Yes, Lord. I will write this.
Many of you know the story of the woman at the well. Is it one of your favorite stories in the bible too?
She went there at a time other women weren’t there because she was embarrassed about the choices she had made and what they thought of her. The other women went at the same time, chatting away, joyfully drawing water together. But, she was alone.
Does it amaze you as much as it amazes me that Jesus chose to meet her, instead of the crowd?
My aunt was telling me of a radio broadcast she had heard this week. The woman on the radio said she was praying about all the things she wish hadn’t happened to her. Some things she caused, many she didn’t. As she sat there praying, she felt the Holy Spirit press upon her thoughts. While she was rambling on, “If only I didn’t do this, that and the other. Or, if this didn’t happen to me….then…then…”
“I would be perfect”.
Ugh.
So often I picture myself at that well. We all have so many things we would change and we all have so much responsibility. The outside world can be harsh and our inner dialogue can be even more difficult to combat.
But, I have a question for you. Have you ever felt like the woman in the well? Have you ever felt stuck in a trap, all alone, uncomfortable, wondering if you will ever get out? Wondering if anyone even sees you?
I sure have. I know it’s hard to believe that I would say that. But, ladies- I wouldn’t have the compassion I have today if I “hadn’t been there”. Please, know that.
Often times during my life, I’ve pictured myself at the bottom of that dried-up well, looking up, seeing faces peer down at me. Sometimes they are familiar faces of family, friends and even acquaintances… they send down food and well wishes and they make me feel not so alone. When they give in the name of the Lord, I’m reminded of how faithful he is and how he hasn’t forgotten me. Other times I look up and see people peering down, they have a concerned look on their face and yell, “Let me know if you need anything!” and they walk away. Then, there are times when I see a face that overwhelms me with joy because I know…just know, they will help get me out of here! They peer down, shake their heads and walk away.
Have you been there too?
I don’t know if it’s the desperate situation, or the reaction of the people that hurts worse when I think of this scenario….

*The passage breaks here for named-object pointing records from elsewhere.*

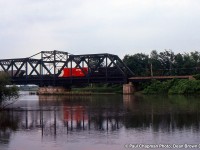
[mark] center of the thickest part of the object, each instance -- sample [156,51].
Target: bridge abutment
[128,88]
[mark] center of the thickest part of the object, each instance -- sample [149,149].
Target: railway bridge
[57,68]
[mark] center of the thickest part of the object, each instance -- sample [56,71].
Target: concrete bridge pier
[128,88]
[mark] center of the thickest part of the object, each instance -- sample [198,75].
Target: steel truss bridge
[45,68]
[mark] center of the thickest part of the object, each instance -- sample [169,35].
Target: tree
[7,93]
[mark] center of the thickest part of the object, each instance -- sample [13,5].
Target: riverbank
[174,86]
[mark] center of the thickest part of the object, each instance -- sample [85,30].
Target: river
[101,122]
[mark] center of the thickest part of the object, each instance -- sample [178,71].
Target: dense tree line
[163,63]
[7,93]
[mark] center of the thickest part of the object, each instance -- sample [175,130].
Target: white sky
[98,26]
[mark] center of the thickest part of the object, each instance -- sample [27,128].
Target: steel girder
[45,68]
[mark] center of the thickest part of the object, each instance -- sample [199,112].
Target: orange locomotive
[74,72]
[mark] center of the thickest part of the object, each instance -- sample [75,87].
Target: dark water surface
[101,122]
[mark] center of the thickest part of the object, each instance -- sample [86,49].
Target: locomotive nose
[62,73]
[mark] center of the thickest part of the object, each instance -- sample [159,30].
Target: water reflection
[62,115]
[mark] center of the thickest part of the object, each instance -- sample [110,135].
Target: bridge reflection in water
[57,115]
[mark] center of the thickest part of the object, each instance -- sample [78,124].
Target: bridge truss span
[61,68]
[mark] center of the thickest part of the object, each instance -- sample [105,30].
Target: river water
[101,122]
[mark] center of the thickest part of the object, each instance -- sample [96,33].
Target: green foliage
[175,86]
[164,63]
[6,92]
[197,76]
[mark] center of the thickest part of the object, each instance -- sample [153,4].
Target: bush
[175,86]
[6,92]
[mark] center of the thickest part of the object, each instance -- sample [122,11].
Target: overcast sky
[98,26]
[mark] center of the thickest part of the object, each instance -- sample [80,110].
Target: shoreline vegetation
[103,89]
[174,86]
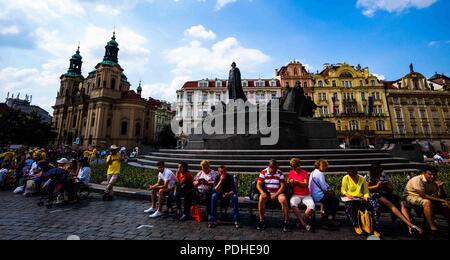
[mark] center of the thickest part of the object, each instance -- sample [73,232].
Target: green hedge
[133,177]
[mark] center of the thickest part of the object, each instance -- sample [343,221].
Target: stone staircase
[253,161]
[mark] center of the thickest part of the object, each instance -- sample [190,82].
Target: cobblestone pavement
[123,219]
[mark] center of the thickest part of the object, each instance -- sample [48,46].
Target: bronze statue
[295,101]
[235,90]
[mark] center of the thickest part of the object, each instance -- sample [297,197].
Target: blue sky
[167,42]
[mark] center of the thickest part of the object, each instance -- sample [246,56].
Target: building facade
[355,101]
[101,109]
[420,110]
[196,98]
[295,72]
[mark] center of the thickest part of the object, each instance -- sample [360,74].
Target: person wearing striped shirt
[271,185]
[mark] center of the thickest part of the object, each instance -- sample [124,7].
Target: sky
[164,43]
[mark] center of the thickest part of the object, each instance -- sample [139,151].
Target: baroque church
[101,109]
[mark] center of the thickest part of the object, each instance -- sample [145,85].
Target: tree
[17,127]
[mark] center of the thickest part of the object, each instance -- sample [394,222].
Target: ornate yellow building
[420,110]
[101,109]
[355,101]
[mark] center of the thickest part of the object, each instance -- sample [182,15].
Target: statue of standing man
[235,90]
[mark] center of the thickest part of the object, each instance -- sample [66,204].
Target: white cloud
[200,32]
[14,29]
[222,3]
[107,9]
[372,6]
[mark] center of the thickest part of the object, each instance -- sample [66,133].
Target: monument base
[294,133]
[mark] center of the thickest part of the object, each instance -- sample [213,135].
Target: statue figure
[295,101]
[235,90]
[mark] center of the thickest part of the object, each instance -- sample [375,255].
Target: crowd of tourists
[33,170]
[303,190]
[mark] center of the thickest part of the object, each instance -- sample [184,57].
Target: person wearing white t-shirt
[165,185]
[204,182]
[321,191]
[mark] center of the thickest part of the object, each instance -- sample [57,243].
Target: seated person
[204,182]
[224,188]
[355,190]
[381,194]
[271,185]
[184,188]
[165,186]
[427,192]
[299,181]
[84,174]
[322,192]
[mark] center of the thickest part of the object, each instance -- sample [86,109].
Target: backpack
[365,221]
[198,214]
[254,192]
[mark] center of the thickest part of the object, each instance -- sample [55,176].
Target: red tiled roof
[131,95]
[212,83]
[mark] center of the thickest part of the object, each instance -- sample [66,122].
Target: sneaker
[184,218]
[150,210]
[157,214]
[261,226]
[286,227]
[358,231]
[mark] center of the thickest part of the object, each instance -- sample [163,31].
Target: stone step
[230,162]
[275,152]
[269,156]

There is so much to say about this and so little time. I’m sitting here, at my dining room table with loads of “Cognitive Behavioral Technique” books I need to study….but I wanted to come to you with my whole heart and say…..
The many times I have spoken of meal ministry and ministry in general, I’m not meaning to minister to you…..I’m using you…..to minister to the woman in the well.
Remember, where ever you are in life ” Better is one day in your courts than a thousand elsewhere; I would rather be a doorkeeper in the house of my God than dwell in the tents of the wicked.” Pslam 84:10
I’d rather be in a well with Jesus than anywhere without Him….
Love beyond measure, Janelle
I love this post. How many times have I been the one that said, “Let me know if you need anything?” Or “Hey! I’m going to the store. Do you need anything?” There is a reason I am asking that person those questions at that moment. Next time I see a person in need, I am going to have this “vision” you have painted and I am not going to ask, I will just fill the need.
Ohhh, Amen. I’ve done the same <3
Oh how I love this post! What a beautiful reminder of how our well-meaning attempts sometimes fall flat. I appreciate your heart, Janelle!
Thank you sweet friend 🙂
I love how Jesus always spent time with the sinners, the low, the dregs of society–if he loved them that much, then I know he has to love me, too! Lovely post.
Well said Janelle. I have to say that I’ve been the woman in the well with Jesus too. Safe to say I’d rather be there with Him, such a close heavily reliant relationship during that time. I actually miss it sometimes, weird to say I know. Happy that I’m well now tho :).